Most of the music signals used today are digitally recorded, stored and processed during production. The digitally available music signal very often consists of the superposition of several separate signals that are dedicated to an isolated component, such as an instrument or another sound source. These individual signals, as well as the mixed signal, can be digitally post-processed as often as desired in order to achieve a subsequent improvement of individual musical elements or a desired modification of recorded musical passages.
However, if only the mixed signal is available, targeted post-processing or extraction of the signal of individual components can only be carried out in exceptional cases. Because targeted post-processing requires the separation of the mixed signal into the partial signal to be changed and the unchanged residual signal.

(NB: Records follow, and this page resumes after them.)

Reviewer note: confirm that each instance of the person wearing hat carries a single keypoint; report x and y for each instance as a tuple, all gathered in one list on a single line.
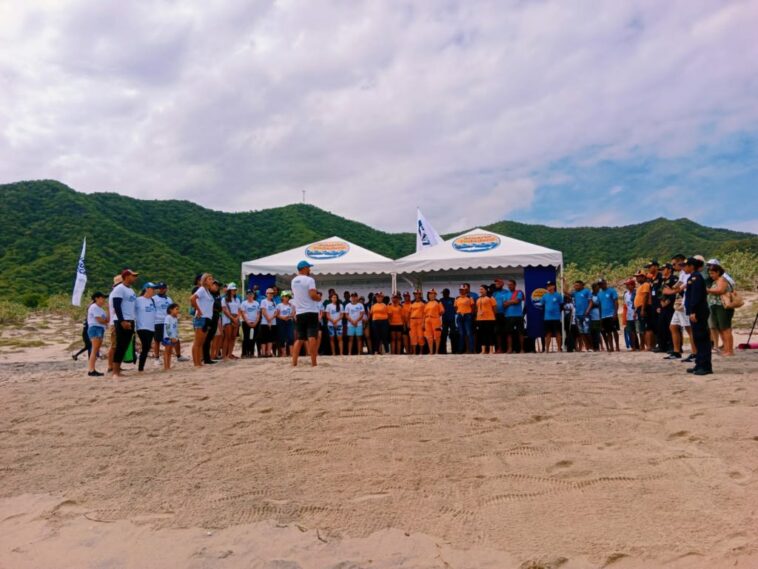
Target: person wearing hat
[(485, 320), (696, 308), (250, 314), (124, 300), (202, 300), (642, 308), (433, 311), (354, 312), (286, 313), (230, 321), (416, 323), (380, 327), (609, 324), (397, 323), (145, 322), (267, 327), (552, 305), (720, 321), (630, 330), (307, 302), (97, 320), (679, 319)]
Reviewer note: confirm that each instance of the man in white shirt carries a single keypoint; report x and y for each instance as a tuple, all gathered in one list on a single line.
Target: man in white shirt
[(307, 302)]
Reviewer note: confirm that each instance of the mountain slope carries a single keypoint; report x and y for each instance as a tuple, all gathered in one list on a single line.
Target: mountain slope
[(44, 222)]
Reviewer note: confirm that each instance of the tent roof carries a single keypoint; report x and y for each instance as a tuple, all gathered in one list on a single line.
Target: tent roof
[(479, 249), (332, 256)]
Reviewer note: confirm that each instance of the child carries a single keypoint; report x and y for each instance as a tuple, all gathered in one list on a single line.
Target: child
[(170, 333), (97, 320)]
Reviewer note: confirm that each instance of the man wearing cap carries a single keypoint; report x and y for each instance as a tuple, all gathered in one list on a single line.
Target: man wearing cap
[(145, 322), (307, 303), (666, 309), (642, 311), (696, 308), (124, 300)]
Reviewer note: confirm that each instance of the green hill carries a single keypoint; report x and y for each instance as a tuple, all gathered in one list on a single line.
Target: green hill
[(44, 222)]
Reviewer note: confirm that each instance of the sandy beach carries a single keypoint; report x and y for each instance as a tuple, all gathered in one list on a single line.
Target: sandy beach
[(572, 460)]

Especially for monaural music signals, which are recorded via only one microphone and therefore do not contain any additional information such as the location of the sound sources, the separation of the mixed signal into its individual components, as shown schematically in the following sketch in case of an orchestra, remains a great challenge.
This research project therefore focuses on the separation of monaural music signals for the polyphonic case, i.e. music signals with several individual sources. In the separation of musical elements, the challenge lies in the superposition of the spectra of simultaneously occurring elements, which are typical for polyphonic music signals. In most cases, a suitable time-frequency representation of the mixed signal, such as the short-time Fourier transform, is the basis for the separation process. The methods to be developed should provide the different separated partial signals of the components to be separated in such a way that a targeted post-processing can be easily implemented.